Bob Wootton: 7 things I learned at the Wired conference

Quantum technologies, biotech and hackers: ISBA's director of media and advertising, Bob Wootton, gives his key takeouts from last week's Wired conference.

Wired: Next Generation event ran from 17 to 18 October
Wired: Next Generation event ran from 17 to 18 October

Tobacco Dock isn't particularly accessible and the catering is pretty basic but for me the Wired conference is a must-attend.

An incredibly eclectic mix of techies, scientists, artists, activists and geeks from 30 countries gathered for a focussed and intense two-day window into the leading edge. It's hard work – each day started sharp at 9am and was still going past 7pm.

There were some amazing diversions. Shlomo was the best human beatbox I've heard. For speed freaks, Tesla's Models S was interesting – it's extremely fast, has up to seven seats and massive luggage space, although range and charging is still a challenge.

Over the two days there was too much even to list, but here are my top seven takeouts:

1. What we thought barely possible is now happening. Genome analysis will tell us when and how we're likely to die so we can head it off using personalised medications.

2. 3D printing isn't just wanky plastic anymore, but exotic materials like animal cells and DNA itself.

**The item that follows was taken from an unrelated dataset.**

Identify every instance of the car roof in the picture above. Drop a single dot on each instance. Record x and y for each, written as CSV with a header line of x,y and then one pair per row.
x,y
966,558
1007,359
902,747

3. Body parts can be grown from DNA, so there are no rejection issues. One third of people born today will live beyond 100.

4. Quantum technologies accelerating computing by orders of magnitude are making the impossible mundane in analysis, artificial intelligence, design, messaging and teleportation.

5. Artists and architects are looking to nature for inspiration. Artists are using biotech like bioluminescence and architects replicating the structures, strength and recyclability of nature for construction of buildings.

6. Will.i.am launched his new Puls "smart cuff", which doesn't need a smartphone. High-end versions have been designed and introduced by Zaha Hadid, the world's greatest living architect (in my opinion).

7. Hackers – a 13 year old, warned the audience not to put any more personal info on the web as they can hack the lot. The "secure" messaging service Wickr was doing brisk business at the event.

Numerous activists including Ukraine's beautiful and persuasive Yulia Marushevska put powerful messages forward and Big Hegsy (the Bartle Bogle Hegarty co-founder – Sir John Hegarty) did the ad industry proud with a discussion of creativity from his book There Are No Rules.

Interestingly, I don't think The Internet of Things was mentioned once.